第1057回 塩田直樹君・吉行那穂子さんご結婚披露式および祝宴司会進行 出演

 塩田君は、竹中工務店の大阪南部FMセンターに勤務する青年監督である。彼と人生を交差させた経緯については、本誌報の過去ログに詳しいが、再度、振り返る。
 その人となりや、明朗。泰然として而して礼節を知る。関より東は江戸川の畔で育った野球少年。付き合うて気持ちよき漢である。
 彼と会ったのは数奇なめぐり合わせによる。
 啓示を受け、私が以前の人生を捨て表現舎へと再生したとき、生活はたちまちに困窮した。赤貧を洗い続けると色落ちして、以前、貧が赤かったことすら忘れてしまうを知る。火の車はすでに焼け落ちその芯の鉄棒のみがカラカラと回り、火を灯した爪は燃え過ぎてすべての指が深ヅメとなった。
 妻が、いつ入るやわからん仕事を待つため昼間を空けておこうともがく私に、「ほたら夜は空いてるわなあ」と、笑顔で(実に、私を試すかのような不敵な笑顔で)手渡したのが、「警備員募集」と書いた求人フリーペーパーだった。
 むっとした。マンション分譲事業でプロジェクトマネジメントを行い、設計や施工会社、近隣と責任者としてやりあっていた私に、警備員に行けという妻の言いは、誰にも認められぬ無名で無才の表現舎に、「お前は本当に人生を賭してでも『表現舎』になりたいのか、戻るなら今しかないぞ」という最後通牒に聞こえた。立ち位置のジェットコースターだ。
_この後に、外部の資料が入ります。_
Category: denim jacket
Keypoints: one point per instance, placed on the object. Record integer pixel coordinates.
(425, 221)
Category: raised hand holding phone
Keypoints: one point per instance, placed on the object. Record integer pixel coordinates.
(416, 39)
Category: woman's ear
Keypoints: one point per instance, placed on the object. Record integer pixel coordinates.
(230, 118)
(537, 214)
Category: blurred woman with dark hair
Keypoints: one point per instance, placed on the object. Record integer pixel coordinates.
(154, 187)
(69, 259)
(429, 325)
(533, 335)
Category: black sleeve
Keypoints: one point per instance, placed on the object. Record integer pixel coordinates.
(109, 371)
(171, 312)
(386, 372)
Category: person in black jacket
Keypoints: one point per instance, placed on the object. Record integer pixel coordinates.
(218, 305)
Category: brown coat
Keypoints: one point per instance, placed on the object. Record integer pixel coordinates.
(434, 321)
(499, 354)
 私は妻に、「確かに君のいう通りだ。行ってみよう」と答え、1年という期限を定めて、妻を通じた導きに委ねた。
 この選択ができたのは、困窮もあるが、崇拝する我が師・十巣の小父貴が警備員をやっていたのも、ハードルを低くするに役立った。師に見えているものが何か輪郭でも見えるかも知れん。
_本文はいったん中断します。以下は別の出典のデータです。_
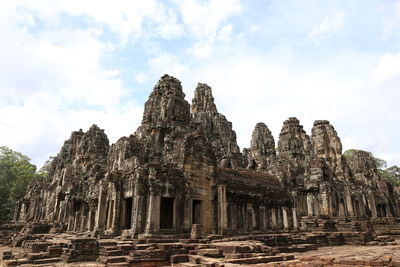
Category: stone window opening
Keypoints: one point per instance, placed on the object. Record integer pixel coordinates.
(167, 213)
(128, 212)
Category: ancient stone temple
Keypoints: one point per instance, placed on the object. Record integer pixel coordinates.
(179, 190)
(183, 167)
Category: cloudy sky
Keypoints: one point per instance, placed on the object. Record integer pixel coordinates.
(67, 64)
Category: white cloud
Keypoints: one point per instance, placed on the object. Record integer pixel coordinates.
(388, 69)
(391, 22)
(53, 81)
(326, 28)
(203, 19)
 また警備会社を受けるにおいて、「帝国警備保障(現・テイケイ)」という旧社名が、私をして意気に感じさせたところはある。日本の準軍事団体であるボーイスカウトを小学校から大学まで続けた私にとって、ウィキでみた会長の高花豊氏の経歴は面白いものに見えた。
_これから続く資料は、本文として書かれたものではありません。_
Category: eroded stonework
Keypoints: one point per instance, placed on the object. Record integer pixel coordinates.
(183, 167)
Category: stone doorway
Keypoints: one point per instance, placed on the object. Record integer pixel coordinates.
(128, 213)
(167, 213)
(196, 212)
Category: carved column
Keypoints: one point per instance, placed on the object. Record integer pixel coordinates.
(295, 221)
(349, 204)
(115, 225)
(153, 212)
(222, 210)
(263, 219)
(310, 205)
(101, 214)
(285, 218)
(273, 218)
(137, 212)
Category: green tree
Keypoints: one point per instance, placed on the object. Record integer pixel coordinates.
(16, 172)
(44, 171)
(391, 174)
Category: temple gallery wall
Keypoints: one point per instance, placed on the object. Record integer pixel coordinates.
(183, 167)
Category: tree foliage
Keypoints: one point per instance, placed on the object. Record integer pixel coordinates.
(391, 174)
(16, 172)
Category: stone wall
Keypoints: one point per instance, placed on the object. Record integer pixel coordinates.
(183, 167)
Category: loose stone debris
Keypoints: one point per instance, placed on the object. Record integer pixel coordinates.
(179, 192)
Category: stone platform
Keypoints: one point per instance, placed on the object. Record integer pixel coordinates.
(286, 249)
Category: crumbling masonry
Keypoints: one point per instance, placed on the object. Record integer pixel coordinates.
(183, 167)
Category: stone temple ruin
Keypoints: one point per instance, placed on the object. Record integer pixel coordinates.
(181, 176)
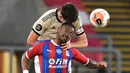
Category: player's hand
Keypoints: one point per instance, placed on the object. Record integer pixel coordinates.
(66, 46)
(102, 64)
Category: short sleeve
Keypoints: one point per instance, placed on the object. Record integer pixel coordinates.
(78, 56)
(78, 26)
(33, 51)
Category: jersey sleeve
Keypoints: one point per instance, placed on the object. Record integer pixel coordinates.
(33, 51)
(41, 25)
(78, 26)
(78, 56)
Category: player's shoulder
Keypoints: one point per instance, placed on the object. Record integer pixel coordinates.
(48, 14)
(42, 42)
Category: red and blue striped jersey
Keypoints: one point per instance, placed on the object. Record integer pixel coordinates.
(52, 58)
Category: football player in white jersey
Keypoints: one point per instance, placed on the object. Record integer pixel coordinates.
(46, 26)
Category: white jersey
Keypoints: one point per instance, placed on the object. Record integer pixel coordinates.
(46, 27)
 面接は、竹田氏という面白い人であった。公立大学を出た秀才で、これまで周りにいたジャンルの人に見えた。彼は私を可愛がってくれた。今も、あの人とは一度酒を飲みたい。
 初任者講習を受け警備員となる。出会ったことがない人たちが山盛りにいた。入ってびっくりした。駒なのだ。「私」がそこに行かなければ、とか、誰かと「私」が話しなければ収まらないと信じて、独り社長で一匹狼で仕事をしてきた者にとって、そこに「立っているのは誰でもいい」とみえた世界に愕然とした(これは後に誤りであることに気づく)。
 一年、様々な現場に行かされる。基本、文句を言わず空いてる日はどこへでも行った。自分で決めた一年の満期が終わるその日(実に満期の日だ)に、前述の竹田氏は言った。
 「高野さん、竹中工務店の南部FMの一人現場があるのですが、行きませんか」
 扱いは職長だ。金は変わらん。竹田氏が私に声を掛けてくれたことがうれしかった。十巣小父貴に相談した。すると彼は言った。
 「君は、何を、昇進しているんだね」
 昇進しているわけではないんだが、二人で笑った。やりたいことがあるからやっているのだ。それを忘れているわけではない。ここですべてを忘れて埋没するわけには行かぬ。
 しかし私はこれを請けた。竹田氏の声がけに応えたいと思ったからだ。
 そこで出会ったのが、今日の主人公・塩田君だ。出会うわけがない。
 私の結婚式の司会は、都合20回くらいしか経験がない。結婚式の専業ではない。しかし今日のは人生で最高にハラショーな会となった。
 開始直前、キャプテン(頭のいい人だった)と、このままでは2時間半の尺に収まらぬことを想定し、演順を変更して間を詰める方法があることに気づく。花嫁の承諾、演者の承諾を得て変更。その30秒後声だし開始。
 大閣苑のリュクセレという会場は大きさ、配置などが実にやりやすい。
 私は3回くらい隠れて泣いていた。私は涙もろい。
 大閣苑のスタッフの皆様、殊にキャプテン、音響照明動画の担当各嬢、カメラの女史にお礼を言いたい。演者として出てくれた皆さんに協力を感謝したい。小中の両友達の皆さんにも礼をいう。ご両家親御様、竹中工務店の皆さん、ありがとう。

 私はうれしい。いい会だった。新郎新婦、ご両家親御様にとって思い出深い会となれば表現舎として最上の喜びである。
 ご出席の来賓、ご友人から楽しい会だったとお誉めを頂く。ここで言っておく。あなたがたの祝意が会をしてすばらしいモノに仕上げたのだ。いつも言うように私はそこに居合わせた傍観者、立会人でしかない。あなたがたは最高に盛り上がっていた。会場が神の気に満ちていたのを冷静にしらふで見届けた生き証人である。
 
 なぜなら表現舎、本会では一滴もアルコールを飲んでいないのだ。盛り上がって、誰もビールを注いでくれなかったのだ。コップはあったのに!

 塩田君、那穂子さんおめでとう。現下、経済の逼迫により過分な祝儀を渡せぬ私は、この友人司会を以てお二方への祝儀とする。
 今度、竹内監督や上枝監督と必ず君の新居に行く。そして私は思いっきり鶏鍋を食う。ポン酢はミツカンでいい。焼酎は持っていく。
 
 長文になって申し訳ないが、最後に、このご婚儀司会が他の仕事と重なり困ったときに、
 「ほかを全部をスッ飛ばしても、友人の司会に行くのが、義に生きる表現舎の生きざまと違うんか」
と、快く重なった仕事の代演を引き受けてくれた関大亭笑鬼師に最大限の感謝を申し上げておく。
 あなたこそ、私の義の師である。あなたの弔辞はきっと必ず私が読む。